"But I am willing to make reparation," he said.

The Councillor drew back under this new affront.

"You marry my daughter! You forget who you are, Monsieur de Robespierre! You, the husband of Mademoiselle de Pontivy! Enough, sir, and do as I have said!"

The departure of young Robespierre took place as the Councillor desired. No one had the slightest suspicion of the real reason, and Clarisse, who was suffering from a severe attack of brain fever, kept her bed.

In refusing to give the hand of his daughter, even dishonoured, to any one who was not of her rank, Monsieur de Pontivy was but true to his principles, to his own code of morals, based upon caste prejudice and foolish pride.

Could he have read the future of the young man he would not have acted otherwise, and yet that young man was destined to become one of the masters of France—but at what a price and under what conditions!

Nineteen years had passed since then, nineteen years in which events succeeded each other with a rapidity and violence unparalleled in the previous history of Europe. The excesses of an arbitrary government, added to universal discontent, had led to the Revolution. But this act of deliverance and social regeneration was unhappily to develop even worse excesses. The Reign of Terror was now raging. Louis XVI. and Marie Antoinette had perished on the scaffold, followed by a large number of nobles and priests, victims of the tempest now at flood, and drowning in its crimson tide numberless victims with no respect of persons. The whole nation, in the country and in Paris, was perishing in the iron grasp of a new and more despotic government. Terror, monstrous parody of liberty, ruled the State, which was adrift without rudder on the storm, while all its people were driven to distraction by wild advocates of the guillotine.

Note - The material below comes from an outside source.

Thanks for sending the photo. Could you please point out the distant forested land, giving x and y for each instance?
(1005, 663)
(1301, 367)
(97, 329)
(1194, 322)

Prominent among these fanatics, raised to power by the very suddenness of events, was Maximilien de Robespierre, once the young secretary of Monsieur de Pontivy, now styled simply Robespierre, President of the National Assembly, or Convention, the most powerful and most dreaded of the twelve conventionnels who, under the name of members of the Committee of Public Safety, ruled the destinies of France.

History is the romance of nations, more abundant in wild improbabilities than the most extravagant fairy tale; and the French Revolution stands out from the events which have perplexed the mind of man since the world began, a still unsolved enigma. The actors in this fearful drama move like beings of some other sphere, the produce of a wild imagination, the offspring of delirium, created to astound and stupefy. And it was the destiny of the secretary of Monsieur de Pontivy to become one of these. Still in the prime of his life, scarcely thirty-six, he was one of the principal if not the chief personage of the Revolution.

However signal his success, the course of events left him unchanged. During the slow accession of a man to the summit of human aspiration, his deficiences are sometimes dwarfed and his powers developed and strengthened; but the foundation remains the same—just as trees which ever renew their leaves, and absorb from the same soil a perennial flow of life.